Benchmarking¶
WorldForge includes a capability-aware benchmark harness for registered full providers and
registered capability protocol implementations. It can measure direct provider surfaces:
predict, embed, score, and policy. plan remains a WorldForge facade workflow, so
benchmark score providers and policy providers directly when you need planning-path latency.
Python¶
from worldforge import ProviderBenchmarkHarness
harness = ProviderBenchmarkHarness(forge=forge)
report = harness.run(
["mock"],
operations=["predict", "embed"],
iterations=5,
concurrency=2,
)
print(report.to_markdown())
If the optional Rerun integration is installed, RerunArtifactLogger.log_benchmark_report(report)
records the same report JSON plus per-result metric scalars into a .rrd inspection artifact.

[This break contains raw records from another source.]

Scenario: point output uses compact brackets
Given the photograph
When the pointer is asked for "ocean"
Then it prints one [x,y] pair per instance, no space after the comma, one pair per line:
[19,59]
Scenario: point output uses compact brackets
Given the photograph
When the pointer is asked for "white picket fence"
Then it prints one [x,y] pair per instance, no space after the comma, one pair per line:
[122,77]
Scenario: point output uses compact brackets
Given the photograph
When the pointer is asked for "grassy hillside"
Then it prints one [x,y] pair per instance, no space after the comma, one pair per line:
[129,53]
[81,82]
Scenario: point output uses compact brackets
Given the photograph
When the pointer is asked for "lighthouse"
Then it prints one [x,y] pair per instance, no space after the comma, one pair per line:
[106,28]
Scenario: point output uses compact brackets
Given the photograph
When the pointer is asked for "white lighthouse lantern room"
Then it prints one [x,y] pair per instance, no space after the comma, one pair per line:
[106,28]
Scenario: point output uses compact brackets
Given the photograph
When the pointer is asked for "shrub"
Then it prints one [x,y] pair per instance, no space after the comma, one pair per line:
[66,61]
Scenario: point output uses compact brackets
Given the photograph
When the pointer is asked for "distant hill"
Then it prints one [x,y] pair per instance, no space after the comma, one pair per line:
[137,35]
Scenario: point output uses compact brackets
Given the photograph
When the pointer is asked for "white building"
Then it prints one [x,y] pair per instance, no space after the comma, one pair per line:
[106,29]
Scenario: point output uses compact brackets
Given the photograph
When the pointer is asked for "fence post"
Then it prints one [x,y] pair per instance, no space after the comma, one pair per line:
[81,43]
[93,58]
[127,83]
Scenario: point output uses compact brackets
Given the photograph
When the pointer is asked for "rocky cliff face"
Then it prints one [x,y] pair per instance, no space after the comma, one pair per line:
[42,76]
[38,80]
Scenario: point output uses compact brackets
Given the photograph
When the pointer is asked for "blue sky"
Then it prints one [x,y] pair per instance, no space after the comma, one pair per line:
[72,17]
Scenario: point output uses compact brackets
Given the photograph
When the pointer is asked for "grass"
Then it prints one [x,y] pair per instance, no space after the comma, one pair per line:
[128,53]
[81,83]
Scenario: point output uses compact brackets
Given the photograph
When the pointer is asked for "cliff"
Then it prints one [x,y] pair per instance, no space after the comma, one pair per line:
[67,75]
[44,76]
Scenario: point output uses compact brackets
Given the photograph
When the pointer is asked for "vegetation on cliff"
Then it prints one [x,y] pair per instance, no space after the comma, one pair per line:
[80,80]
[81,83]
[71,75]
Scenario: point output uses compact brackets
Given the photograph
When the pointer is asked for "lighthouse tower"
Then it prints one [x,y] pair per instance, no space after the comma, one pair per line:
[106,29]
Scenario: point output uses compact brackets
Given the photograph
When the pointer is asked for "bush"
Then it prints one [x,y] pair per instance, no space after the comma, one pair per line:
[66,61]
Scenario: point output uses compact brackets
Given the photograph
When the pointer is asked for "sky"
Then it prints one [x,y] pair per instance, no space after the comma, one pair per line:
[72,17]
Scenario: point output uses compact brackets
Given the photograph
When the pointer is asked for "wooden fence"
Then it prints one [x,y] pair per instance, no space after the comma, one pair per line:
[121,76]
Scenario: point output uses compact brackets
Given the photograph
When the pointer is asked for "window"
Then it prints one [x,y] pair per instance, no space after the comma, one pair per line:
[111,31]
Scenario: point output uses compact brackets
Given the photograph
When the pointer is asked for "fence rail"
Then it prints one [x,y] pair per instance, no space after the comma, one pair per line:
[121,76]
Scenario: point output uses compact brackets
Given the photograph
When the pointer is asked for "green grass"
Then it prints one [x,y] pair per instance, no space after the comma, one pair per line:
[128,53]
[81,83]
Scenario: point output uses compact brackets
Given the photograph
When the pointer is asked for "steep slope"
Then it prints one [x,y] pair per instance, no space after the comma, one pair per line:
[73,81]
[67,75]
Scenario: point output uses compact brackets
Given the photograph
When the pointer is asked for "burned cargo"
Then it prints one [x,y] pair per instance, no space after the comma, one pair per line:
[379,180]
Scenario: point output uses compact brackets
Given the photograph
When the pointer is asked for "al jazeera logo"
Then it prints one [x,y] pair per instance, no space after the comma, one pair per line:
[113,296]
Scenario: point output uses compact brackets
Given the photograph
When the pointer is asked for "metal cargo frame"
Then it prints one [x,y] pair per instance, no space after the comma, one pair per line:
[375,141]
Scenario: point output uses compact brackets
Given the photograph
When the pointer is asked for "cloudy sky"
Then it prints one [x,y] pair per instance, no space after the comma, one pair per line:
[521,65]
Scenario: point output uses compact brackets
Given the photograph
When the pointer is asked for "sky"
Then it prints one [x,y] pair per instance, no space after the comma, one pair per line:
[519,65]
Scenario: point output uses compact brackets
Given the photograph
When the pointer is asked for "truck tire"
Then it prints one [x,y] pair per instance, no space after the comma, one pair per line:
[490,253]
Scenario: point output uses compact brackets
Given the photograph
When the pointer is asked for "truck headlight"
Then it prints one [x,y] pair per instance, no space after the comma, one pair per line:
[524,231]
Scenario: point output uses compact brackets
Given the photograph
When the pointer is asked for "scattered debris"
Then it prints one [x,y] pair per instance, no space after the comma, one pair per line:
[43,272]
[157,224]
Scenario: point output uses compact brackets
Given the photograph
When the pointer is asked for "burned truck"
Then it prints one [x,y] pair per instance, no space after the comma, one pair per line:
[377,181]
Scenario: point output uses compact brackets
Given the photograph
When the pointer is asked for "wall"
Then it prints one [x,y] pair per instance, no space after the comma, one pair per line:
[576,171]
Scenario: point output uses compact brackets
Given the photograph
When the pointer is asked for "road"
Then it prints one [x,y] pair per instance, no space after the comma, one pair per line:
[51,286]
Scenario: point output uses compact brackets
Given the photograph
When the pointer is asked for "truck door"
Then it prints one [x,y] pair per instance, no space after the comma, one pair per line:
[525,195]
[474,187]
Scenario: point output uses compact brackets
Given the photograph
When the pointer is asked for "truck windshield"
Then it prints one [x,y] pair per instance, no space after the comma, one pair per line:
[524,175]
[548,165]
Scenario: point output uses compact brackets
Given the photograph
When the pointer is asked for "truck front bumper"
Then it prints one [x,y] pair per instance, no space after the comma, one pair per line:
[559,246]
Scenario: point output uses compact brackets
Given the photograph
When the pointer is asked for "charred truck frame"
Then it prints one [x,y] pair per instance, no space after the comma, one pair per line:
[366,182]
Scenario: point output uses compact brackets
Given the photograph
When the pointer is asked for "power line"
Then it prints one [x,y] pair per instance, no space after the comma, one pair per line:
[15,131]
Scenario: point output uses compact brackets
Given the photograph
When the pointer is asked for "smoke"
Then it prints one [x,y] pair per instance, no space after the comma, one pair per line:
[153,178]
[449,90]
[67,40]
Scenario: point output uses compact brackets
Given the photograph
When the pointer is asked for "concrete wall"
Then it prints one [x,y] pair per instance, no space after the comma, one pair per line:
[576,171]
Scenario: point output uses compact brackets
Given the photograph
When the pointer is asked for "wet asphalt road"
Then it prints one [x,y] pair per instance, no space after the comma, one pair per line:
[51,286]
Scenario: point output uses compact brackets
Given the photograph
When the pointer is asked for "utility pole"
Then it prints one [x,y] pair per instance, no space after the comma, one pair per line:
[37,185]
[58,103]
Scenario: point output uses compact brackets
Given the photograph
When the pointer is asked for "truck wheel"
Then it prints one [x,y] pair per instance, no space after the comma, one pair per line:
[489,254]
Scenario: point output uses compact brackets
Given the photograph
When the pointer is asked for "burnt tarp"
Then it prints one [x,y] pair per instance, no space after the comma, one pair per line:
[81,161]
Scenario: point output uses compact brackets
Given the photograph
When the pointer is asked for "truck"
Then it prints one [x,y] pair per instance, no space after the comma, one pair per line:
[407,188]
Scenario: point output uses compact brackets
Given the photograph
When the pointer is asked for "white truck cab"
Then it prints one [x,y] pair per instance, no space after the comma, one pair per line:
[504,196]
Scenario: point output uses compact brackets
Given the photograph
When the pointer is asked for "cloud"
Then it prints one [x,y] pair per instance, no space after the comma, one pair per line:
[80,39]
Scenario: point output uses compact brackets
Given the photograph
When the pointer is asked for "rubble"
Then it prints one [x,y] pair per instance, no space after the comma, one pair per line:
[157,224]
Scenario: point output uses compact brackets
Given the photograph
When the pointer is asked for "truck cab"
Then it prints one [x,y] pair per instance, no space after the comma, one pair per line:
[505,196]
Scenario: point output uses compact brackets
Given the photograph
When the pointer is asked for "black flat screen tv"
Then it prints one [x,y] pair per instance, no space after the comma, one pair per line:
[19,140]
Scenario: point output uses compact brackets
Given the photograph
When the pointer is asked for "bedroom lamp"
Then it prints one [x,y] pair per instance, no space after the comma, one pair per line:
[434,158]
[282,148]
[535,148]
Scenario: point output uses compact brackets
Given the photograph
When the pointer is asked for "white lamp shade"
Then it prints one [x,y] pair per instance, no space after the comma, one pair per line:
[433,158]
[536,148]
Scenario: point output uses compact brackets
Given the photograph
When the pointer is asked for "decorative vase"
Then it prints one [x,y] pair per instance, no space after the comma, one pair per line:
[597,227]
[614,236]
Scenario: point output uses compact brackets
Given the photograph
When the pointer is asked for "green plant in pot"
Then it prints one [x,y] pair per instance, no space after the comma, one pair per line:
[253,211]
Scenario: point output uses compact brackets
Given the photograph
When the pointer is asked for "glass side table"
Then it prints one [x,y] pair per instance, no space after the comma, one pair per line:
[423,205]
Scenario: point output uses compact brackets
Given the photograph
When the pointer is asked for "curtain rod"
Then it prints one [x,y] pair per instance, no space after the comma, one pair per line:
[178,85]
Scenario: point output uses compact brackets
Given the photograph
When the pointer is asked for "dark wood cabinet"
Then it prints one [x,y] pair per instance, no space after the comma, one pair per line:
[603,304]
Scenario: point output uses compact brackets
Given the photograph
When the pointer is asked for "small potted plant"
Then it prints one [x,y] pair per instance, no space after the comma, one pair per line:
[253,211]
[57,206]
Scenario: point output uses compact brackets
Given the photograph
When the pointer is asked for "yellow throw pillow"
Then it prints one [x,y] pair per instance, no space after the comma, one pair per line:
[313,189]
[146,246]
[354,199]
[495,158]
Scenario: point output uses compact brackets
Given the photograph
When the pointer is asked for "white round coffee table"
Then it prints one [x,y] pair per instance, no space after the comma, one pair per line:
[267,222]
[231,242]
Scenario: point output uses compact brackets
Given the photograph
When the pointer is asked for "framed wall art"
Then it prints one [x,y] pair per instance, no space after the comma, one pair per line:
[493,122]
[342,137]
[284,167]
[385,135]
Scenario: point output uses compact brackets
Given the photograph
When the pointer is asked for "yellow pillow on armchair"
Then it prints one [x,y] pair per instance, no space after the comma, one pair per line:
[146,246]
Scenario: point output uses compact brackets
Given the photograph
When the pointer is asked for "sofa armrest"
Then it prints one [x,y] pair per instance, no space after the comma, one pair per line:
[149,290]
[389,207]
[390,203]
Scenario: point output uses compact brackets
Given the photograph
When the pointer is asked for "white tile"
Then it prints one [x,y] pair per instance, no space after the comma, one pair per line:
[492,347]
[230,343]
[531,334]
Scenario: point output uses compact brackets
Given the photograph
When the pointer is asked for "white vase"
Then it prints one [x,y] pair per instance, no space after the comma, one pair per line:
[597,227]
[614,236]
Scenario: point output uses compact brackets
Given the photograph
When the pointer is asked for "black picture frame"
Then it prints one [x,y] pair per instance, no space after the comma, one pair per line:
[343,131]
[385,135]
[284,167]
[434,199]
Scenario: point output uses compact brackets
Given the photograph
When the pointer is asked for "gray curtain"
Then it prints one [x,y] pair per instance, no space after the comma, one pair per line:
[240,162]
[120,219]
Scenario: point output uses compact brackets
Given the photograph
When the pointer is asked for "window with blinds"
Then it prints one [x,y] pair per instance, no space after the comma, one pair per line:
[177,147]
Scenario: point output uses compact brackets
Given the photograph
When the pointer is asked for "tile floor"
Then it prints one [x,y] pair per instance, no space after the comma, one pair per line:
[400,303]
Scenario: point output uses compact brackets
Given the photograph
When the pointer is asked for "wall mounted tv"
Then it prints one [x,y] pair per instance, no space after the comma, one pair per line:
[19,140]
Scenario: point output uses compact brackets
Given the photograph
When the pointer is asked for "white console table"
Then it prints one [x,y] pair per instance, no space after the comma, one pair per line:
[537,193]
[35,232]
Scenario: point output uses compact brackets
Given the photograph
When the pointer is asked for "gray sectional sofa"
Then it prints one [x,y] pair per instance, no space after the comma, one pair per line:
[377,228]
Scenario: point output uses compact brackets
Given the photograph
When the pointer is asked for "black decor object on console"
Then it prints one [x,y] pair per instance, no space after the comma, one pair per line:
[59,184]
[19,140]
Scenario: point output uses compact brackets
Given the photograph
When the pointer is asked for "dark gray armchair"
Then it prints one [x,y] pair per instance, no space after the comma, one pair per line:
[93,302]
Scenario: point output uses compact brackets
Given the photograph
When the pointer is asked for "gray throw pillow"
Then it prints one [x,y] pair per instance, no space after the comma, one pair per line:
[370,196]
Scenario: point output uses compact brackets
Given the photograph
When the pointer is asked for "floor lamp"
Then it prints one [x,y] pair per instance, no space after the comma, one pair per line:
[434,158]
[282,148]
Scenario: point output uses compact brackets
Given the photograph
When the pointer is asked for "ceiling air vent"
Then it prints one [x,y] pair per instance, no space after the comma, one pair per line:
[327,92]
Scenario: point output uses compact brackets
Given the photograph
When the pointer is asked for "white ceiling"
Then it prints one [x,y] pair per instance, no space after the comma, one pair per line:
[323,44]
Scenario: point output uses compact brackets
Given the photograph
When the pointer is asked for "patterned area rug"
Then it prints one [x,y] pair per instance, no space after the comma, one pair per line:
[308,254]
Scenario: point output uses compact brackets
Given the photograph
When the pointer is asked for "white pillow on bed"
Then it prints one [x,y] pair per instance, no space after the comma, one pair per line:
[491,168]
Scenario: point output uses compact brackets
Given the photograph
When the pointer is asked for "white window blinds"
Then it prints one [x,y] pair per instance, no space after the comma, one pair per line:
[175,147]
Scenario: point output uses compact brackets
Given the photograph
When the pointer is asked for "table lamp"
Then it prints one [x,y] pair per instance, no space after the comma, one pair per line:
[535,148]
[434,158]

Score and policy providers use the same benchmark runner with provider-native inputs supplied by the host:
from worldforge import BenchmarkInputs, ProviderBenchmarkHarness
inputs = BenchmarkInputs(
score_info={
"pixels": [[[[0.0]]]],
"goal": [[[0.3, 0.5, 0.0]]],
"action": [[[0.0, 0.5, 0.0]]],
},
score_action_candidates=[[[[0.0, 0.5, 0.0]], [[0.3, 0.5, 0.0]]]],
policy_info={
"observation": {
"state": {"cube": [0.0, 0.5, 0.0]},
"language": "move the cube",
},
"mode": "select_action",
},
)
report = ProviderBenchmarkHarness(forge=forge).run(
["leworldmodel", "lerobot"],
iterations=3,
inputs=inputs,
)
CLI¶
uv run worldforge benchmark --provider mock --iterations 5
uv run worldforge benchmark --provider mock --operation predict --format json
uv run worldforge benchmark --provider mock --operation embed --format markdown
uv run worldforge benchmark --provider mock --operation embed --input-file examples/benchmark-inputs.json
Use --run-workspace when benchmark numbers need manifest-backed provenance:
uv run worldforge benchmark \
--provider mock \
--operation predict \
--iterations 5 \
--run-workspace .worldforge
The run workspace stores the manifest, JSON/Markdown/CSV reports, result summary, budget verdict
when supplied, and event count under .worldforge/runs/<run-id>/.
Compare preserved benchmark runs before citing a regression, release claim, or provider change:
uv run worldforge runs compare \
.worldforge/runs/<baseline-run-id> \
.worldforge/runs/<candidate-run-id> \
--format markdown
uv run worldforge runs compare \
.worldforge/runs/<baseline-run-id> \
.worldforge/runs/<candidate-run-id> \
--mode regression \
--format html \
--output .worldforge/runs/regression-comparison.html
uv run worldforge runs compare \
.worldforge/runs/<baseline-run-id> \
.worldforge/runs/<candidate-run-id> \
--format csv \
--output .worldforge/runs/benchmark-comparison.csv
runs compare accepts run directories, run_manifest.json files, or reports/report.json files.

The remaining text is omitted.